6. Though the Sessions Judge and the High Court have accepted the prosecution evidence in full so far a the appellant is concerned and have convicted him of the charges framed against him, we find that several factors of a vital nature have not been noticed and evaluated by the Sessions Judge and the High court. The prosecution case is that PW3 Chhoteram was the first to wake up and notice the fire set to his shed. At that time he is said to have seen the appellant running away from the scene and one other person running ahead of him. He is then said to have raisedalarm that the appellant was running away after setting fire to the shed. Strangely enough, PW3 Chhoteram has not mentioned in his statement under Section 161(3) Cr.P.C. that he had raised alarm to the effect that the appellant had set fire to the shed and was running away. Then again it is not known as to why PW5 Nannu and Badri should have intervened and asked PW3 Chhoteram to release the appellant and go back to his shed to put out the fire. If PW3 Chhoteram had specifically told them that the appellant had set fire to his shed and was running away those two persons would not have asked PW3 Chhoteram to let go his hold on the appellant. Besides these infirmities in the evidence of Chhoteram, when we consider the evidence of PW1 Gendalal, we find that his version does not fit in with that of PW3 Chhoteram. PW1 Gendalal has stated that when he woke up on hearing the alarm of PW3 Chhoteram, he saw accused Gokul running away from the scene. It is not understandable how he would have been able to see accused Gokul when PW3 Chhoteram had not seen him and when PW3 Chhoteram says that the other culprit was running ahead of the appellant. If at all PW1 Gendalal had been able to see the persons running away, he would have been able to see only the appellant and not accused Gokul who was running ahead of him. Curiously, PW1 Gendalal does not speak anything about his seeing the appellant running away from the scene but only speaks about his noticing accused Gokul running away from the scene. It is therefore seen that the versions given by PW3 Chhoteram and PW1 Gendalal conflict with each other regarding their perception of the flight of the culprits who had set fire.

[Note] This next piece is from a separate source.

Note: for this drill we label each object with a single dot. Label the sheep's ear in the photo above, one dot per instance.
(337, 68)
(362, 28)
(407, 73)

7. PW4 Shriram who is a nephew of the appellant and who was staying with PW1 Gendalal at the time of the occurrence has stated that when the fire became severe he woke up and started running and at that time he did not hear anyone raising an alarm. According to him all the villagers gathered near the house of one Ramratan after a short while and it was at that time he heard PW3 Chhoteram telling the people that he had seen the appellant running away. His evidence therefore runs counter to the evidence of PW3 Chhoteram that even at the beginning he had raised alarm that the appellant was running away from the scene after setting fire to the shed. Even this statement of PW4 Shriram is rendered doubtful because in his statement under Sec. 161(3) Cr.P.C. he has not stated that PW3 Chhoteram told the villagers that he had seen the appellant running away from the scene.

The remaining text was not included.